Montgomery Township was attractive from the start because the same houses that were built here were being built in Lower Gwynedd next door but for $100,000 more, he says.
"Here, there was more bang for your buck, and the distance was not enough to matter," Segal says.
"Houses here are moderately priced, and the North Penn School District taxes are reasonable and not expected to rise, since its high school is already built," Williams says, comparing it to Upper Dublin and to Wissahickon, which may need a new secondary school.
The prices are attractive to first-time buyers, the agents say.
"There are a lot of starter houses," Segal says. "It is a place where you can buy a two-bedroom condo for $140,000 and move up without leaving town."
Of the houses sold in the last year, just 31 were above $500,000, he says.
The vast majority are $200,000 to $450,000, in "developments of 25-year-old Colonials with three to four bedrooms and 21/2 baths on lots of a quarter-acre," Segal says.
There are some larger lots, and some ranchers that, at 40 to 50 years old, predate the housing boom.
"I showed a rancher the other day," Williams said. "There just aren't that many here."
One bit of new construction is not residential and is about to make its debut on the Montgomery Township scene.

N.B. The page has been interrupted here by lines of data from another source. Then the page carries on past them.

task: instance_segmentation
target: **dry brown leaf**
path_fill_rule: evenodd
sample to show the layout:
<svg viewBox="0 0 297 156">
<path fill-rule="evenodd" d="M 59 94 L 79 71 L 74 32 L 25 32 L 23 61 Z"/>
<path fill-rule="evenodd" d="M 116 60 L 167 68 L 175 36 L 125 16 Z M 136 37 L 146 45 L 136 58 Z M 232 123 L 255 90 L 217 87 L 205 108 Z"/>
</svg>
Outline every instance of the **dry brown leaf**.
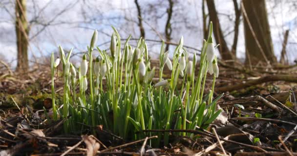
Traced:
<svg viewBox="0 0 297 156">
<path fill-rule="evenodd" d="M 100 148 L 100 144 L 90 136 L 84 136 L 83 138 L 84 139 L 84 142 L 86 145 L 86 149 L 87 150 L 86 156 L 94 156 L 96 155 L 97 151 Z"/>
</svg>

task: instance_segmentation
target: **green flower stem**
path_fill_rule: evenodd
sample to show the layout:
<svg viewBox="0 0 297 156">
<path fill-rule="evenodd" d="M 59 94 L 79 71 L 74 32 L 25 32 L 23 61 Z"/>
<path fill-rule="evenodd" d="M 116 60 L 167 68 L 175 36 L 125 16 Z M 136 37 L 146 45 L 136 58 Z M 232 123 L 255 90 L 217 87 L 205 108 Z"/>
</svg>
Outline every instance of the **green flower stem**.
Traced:
<svg viewBox="0 0 297 156">
<path fill-rule="evenodd" d="M 57 108 L 56 108 L 56 104 L 55 103 L 55 68 L 54 67 L 54 62 L 55 62 L 55 57 L 54 56 L 54 53 L 52 53 L 51 55 L 51 62 L 52 64 L 51 65 L 51 78 L 52 78 L 52 104 L 53 107 L 53 115 L 54 121 L 58 120 L 58 116 L 57 116 Z"/>
<path fill-rule="evenodd" d="M 184 122 L 183 124 L 183 129 L 186 130 L 186 125 L 187 125 L 187 109 L 188 109 L 188 100 L 189 99 L 189 92 L 190 91 L 190 87 L 191 84 L 191 81 L 188 81 L 187 82 L 187 88 L 186 89 L 186 96 L 185 97 L 185 109 L 184 109 Z M 183 136 L 186 136 L 186 133 L 183 133 Z"/>
</svg>

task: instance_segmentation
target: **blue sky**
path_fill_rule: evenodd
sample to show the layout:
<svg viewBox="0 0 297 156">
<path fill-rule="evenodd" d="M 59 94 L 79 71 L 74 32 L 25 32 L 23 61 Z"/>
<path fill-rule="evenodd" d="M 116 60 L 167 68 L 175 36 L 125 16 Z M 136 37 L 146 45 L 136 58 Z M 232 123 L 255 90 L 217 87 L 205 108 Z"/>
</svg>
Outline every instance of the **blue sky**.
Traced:
<svg viewBox="0 0 297 156">
<path fill-rule="evenodd" d="M 136 23 L 131 21 L 138 21 L 136 9 L 132 0 L 28 0 L 28 19 L 30 20 L 38 16 L 40 22 L 46 23 L 50 21 L 56 15 L 64 8 L 66 10 L 52 21 L 36 38 L 30 42 L 29 47 L 30 58 L 33 55 L 37 57 L 42 55 L 48 55 L 52 51 L 56 51 L 59 45 L 65 49 L 74 47 L 74 52 L 78 53 L 85 51 L 89 43 L 93 29 L 99 30 L 98 44 L 109 40 L 106 34 L 111 34 L 111 25 L 116 27 L 122 38 L 127 38 L 129 34 L 133 38 L 139 36 L 139 30 Z M 16 58 L 16 36 L 13 18 L 14 6 L 10 0 L 0 2 L 0 55 L 4 56 L 8 62 Z M 33 1 L 34 3 L 33 3 Z M 156 30 L 165 38 L 164 31 L 167 15 L 166 0 L 139 0 L 142 9 L 146 37 L 148 39 L 159 40 L 155 31 Z M 268 1 L 267 7 L 271 26 L 272 37 L 275 52 L 279 57 L 281 49 L 283 33 L 286 29 L 290 29 L 290 35 L 287 50 L 291 61 L 296 58 L 297 55 L 294 51 L 297 36 L 295 34 L 296 25 L 296 11 L 290 8 L 290 1 L 283 0 L 275 6 L 274 2 Z M 288 2 L 289 1 L 289 2 Z M 220 24 L 224 34 L 232 31 L 232 20 L 234 19 L 233 1 L 231 0 L 215 0 L 216 7 L 219 13 Z M 44 10 L 41 12 L 42 8 Z M 174 6 L 173 16 L 171 20 L 173 27 L 172 41 L 178 42 L 182 35 L 185 45 L 200 48 L 202 42 L 202 22 L 200 0 L 178 0 Z M 7 11 L 8 10 L 8 11 Z M 160 16 L 155 19 L 155 16 Z M 237 57 L 244 57 L 244 38 L 242 24 L 240 26 L 239 38 L 237 48 Z M 32 24 L 29 34 L 31 38 L 43 27 L 37 23 Z M 233 34 L 226 37 L 229 47 L 233 40 Z M 148 42 L 150 54 L 159 51 L 160 45 Z M 102 48 L 108 47 L 108 45 Z M 15 61 L 12 65 L 15 65 Z"/>
</svg>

Residents will gather Oct. 24 for the dedication of the new community recreation center, a 40,000-square-foot, state-of-the-art facility at Horsham and Stump Roads that has been four years in the making.
The center is on the 12-acre site of what was to have been an office center, purchased below market value from Univest Bank, which had foreclosed on it, the township says.
"Montgomery Township draws a lot of families," Segal says. "It is truly a suburban community."